Chiedo a padre Ferraro se tra quelli che si convertono al cristianesimo, cambia la famiglia. Si vede la differenza con la famiglia pagana tradizionale? Gli uomini hanno maggior rispetto della donna? Dionisio risponde: “Dove c’è il cristianesimo, in genere ci sono cinque anni di catecumenato, preparazione al battesimo. In quegli anni di catechesi, di preghiera e lettra del Vangelo, di contatti quotidiani con famiglie cristiane, i costumi cambiano molto. Il marito rispetta la moglie, lavora con la moglie e la aiuta, mangia con la moglie e i figli. Però anche qui bisogna distinguere. Dove c’è un prete-prete che fa una catechesi autentica e che mira alla conversione a Cristo, le cose cambiano; dove c’è un prete formalista, che fa imparare a memoria le risposte al catechismo, ma si accontenta della frequenza alla chiesa, oppure vuol far vedere al vescovo che lui fa molte conversioni, le cose cambiano poco. Il cambiamento è caratterizzato dalla parola “responsabilità”, perché la catechesi richiama alla responsabilità dell’uomo: nei rapporti con la moglie, con i bambini, col lavoro, col denaro.
“Quindi, dove entra il cristianesimo in un villaggio pagano, porta un miglioramento della vita, però anche qui bisogna distinguere. Dove c’è una “revisione di vita” metodica, a scadenza fissa, i cambiamenti ci sono; ma se il prete e i catechisti trascurano questi impegni, tutto va avanti come prima. A volte il missionario ha la consolazione di vedere autentici miracoli di conversioni. A Bissau sono stato 26 anni in parrocchia, nelle “revisioni di vita” mensili con le famiglie sono stato testimone di conversioni straordinarie, di persone che poi hanno cambiato vita davvero. Lo Spirito Santo c’è davvero, perchè noi preti e missionari facciamo pochissimo, a volte ti sembra di parlare al vento, e poi invece tocchi con mano che la tua parola, quando parli a nome di Gesù Cristo, produce frutti. Se Gesù Cristo non cambia la vita delle persone, delle famiglie e della società, la fede e la vita cristiana sono parole vuote. Ecco perché la revisione di vita, che si può chiamare esame di coscienza. Ti ubriachi ancora? Rispetti tua moglie e le tue figlie? Sai perdonare una offesa? Sei generoso con i poveri? Anche quando parlo ai preti arrivo sempre alla revisione di vita. La conversione di un popolo dipende in buona parte dal prete, se è zelante, se dà buon esempio, ecc. Anche la società africana sta cambiando in meglio”.

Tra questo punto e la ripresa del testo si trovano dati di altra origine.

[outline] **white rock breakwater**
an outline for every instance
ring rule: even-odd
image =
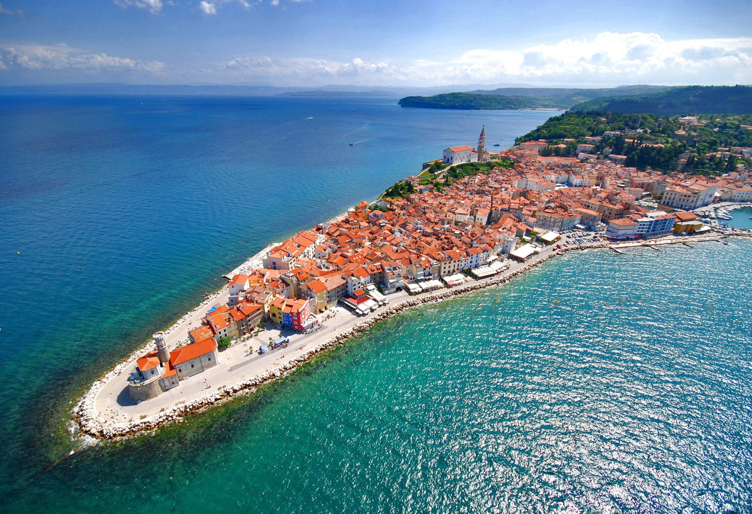
[[[126,370],[132,367],[135,360],[132,356],[132,357],[123,360],[102,379],[94,382],[91,388],[86,392],[84,397],[73,409],[73,416],[71,418],[71,423],[70,424],[71,431],[72,433],[80,436],[91,436],[99,439],[116,439],[128,438],[141,433],[150,432],[168,423],[175,421],[179,422],[182,421],[183,416],[186,414],[199,412],[211,406],[226,401],[228,399],[232,398],[233,396],[238,394],[253,393],[259,385],[272,382],[280,377],[290,374],[296,368],[309,361],[317,354],[332,348],[338,345],[342,344],[350,338],[358,336],[368,330],[376,323],[387,319],[388,318],[390,318],[398,312],[401,312],[407,309],[413,309],[420,306],[436,303],[461,294],[465,294],[467,293],[476,291],[490,286],[505,284],[528,269],[538,266],[549,259],[555,257],[558,255],[562,255],[572,250],[582,249],[583,248],[607,248],[608,246],[608,243],[603,242],[587,245],[587,247],[564,248],[556,252],[552,252],[544,257],[541,257],[537,260],[526,263],[520,268],[517,268],[514,271],[508,272],[507,273],[484,281],[473,282],[464,286],[459,286],[451,289],[444,289],[435,293],[411,297],[394,306],[387,307],[373,317],[369,318],[367,320],[364,320],[350,328],[343,330],[336,336],[316,344],[302,354],[290,359],[286,362],[281,363],[268,371],[255,375],[250,378],[246,378],[244,379],[239,379],[238,382],[226,385],[216,392],[211,392],[206,396],[193,401],[188,401],[185,403],[166,408],[164,411],[158,412],[157,414],[147,417],[144,419],[135,420],[127,423],[109,424],[105,425],[103,421],[98,415],[94,406],[95,399],[104,384],[108,380],[114,378]],[[221,290],[220,290],[220,291]],[[217,292],[217,294],[219,294],[219,292]],[[214,297],[216,297],[216,295],[213,295],[211,300]],[[205,305],[210,301],[211,300],[208,300],[207,301],[202,303],[202,304],[197,307],[196,309],[194,309],[193,312],[195,312],[196,311],[205,306]],[[188,316],[189,315],[186,315]],[[150,342],[147,343],[144,348],[145,348],[148,347],[150,344]],[[134,355],[138,354],[139,354],[138,352],[134,354]]]
[[[733,236],[752,237],[752,234],[748,233],[737,233],[733,234]],[[687,237],[681,239],[677,239],[672,240],[672,242],[678,243],[683,241],[691,242],[693,241],[693,238]],[[421,306],[442,302],[444,300],[449,300],[462,294],[465,294],[467,293],[479,290],[485,287],[505,284],[510,281],[512,278],[546,262],[550,259],[562,255],[574,250],[607,248],[611,247],[612,245],[611,243],[602,242],[583,245],[581,246],[562,248],[552,251],[545,257],[540,257],[535,260],[527,263],[514,271],[506,272],[490,279],[472,282],[450,289],[444,289],[439,291],[411,297],[400,302],[399,303],[384,309],[383,311],[378,312],[371,318],[364,320],[363,321],[346,329],[342,332],[340,332],[332,337],[315,344],[311,348],[297,357],[291,358],[286,362],[280,363],[271,370],[265,373],[256,374],[250,378],[238,379],[238,381],[236,383],[223,386],[216,392],[208,391],[208,394],[205,397],[193,401],[188,401],[185,403],[173,407],[166,408],[164,411],[144,419],[132,421],[128,423],[111,424],[105,425],[97,414],[96,409],[94,406],[95,399],[101,391],[105,382],[134,365],[135,357],[140,354],[139,352],[135,352],[130,357],[116,366],[101,379],[94,382],[91,388],[89,388],[84,397],[73,409],[71,422],[69,424],[71,432],[71,433],[78,435],[82,438],[86,439],[93,437],[100,440],[129,438],[141,433],[151,432],[163,424],[171,422],[181,421],[183,416],[186,414],[200,412],[213,405],[226,401],[238,394],[252,394],[256,391],[259,386],[290,374],[296,368],[299,367],[306,362],[308,362],[311,358],[322,351],[344,343],[350,338],[362,333],[379,321],[387,319],[398,312],[401,312],[408,309],[413,309]],[[220,290],[220,291],[218,291],[216,294],[212,295],[211,298],[202,303],[201,306],[197,307],[192,312],[196,312],[203,307],[205,307],[208,303],[211,303],[226,288],[226,286]],[[187,316],[189,315],[186,315]],[[150,342],[147,343],[144,348],[145,348],[150,346]]]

Dopo l’intervista vado avanti a chiacchierare e padre Ferraro dice che su 100 matrimoni che celebra in chiesa cinque o sei sono veramente a posto. Quelli che diventano cristiani hanno tutti buona volontà, con tanta fede, preghiera, carità . Ma la cultura cambia con lentezza. Pretendere in Africa un matrimonio come ce ne sono molti in Italia è utopico. “Però, dice padre Dionisio, col passare delle generazioni, anche qui la Chiesa fiorirà. Pochi giorni fa, a Bambadinca, un professionista africano che ha studiato in Italia mi diceva: “Mezzo secolo fa noi siamo venuti non dall’Antico Testamento, ma dalla preistoria e viviamo già nel Nuovo Testamento e nel mondo moderno. Un balzo di millenni in pochi anni non può cambiare costumi millenari, ma il Vangelo in Africa sarà vincente perché è la risposta giusta alle nostre aspirazioni!”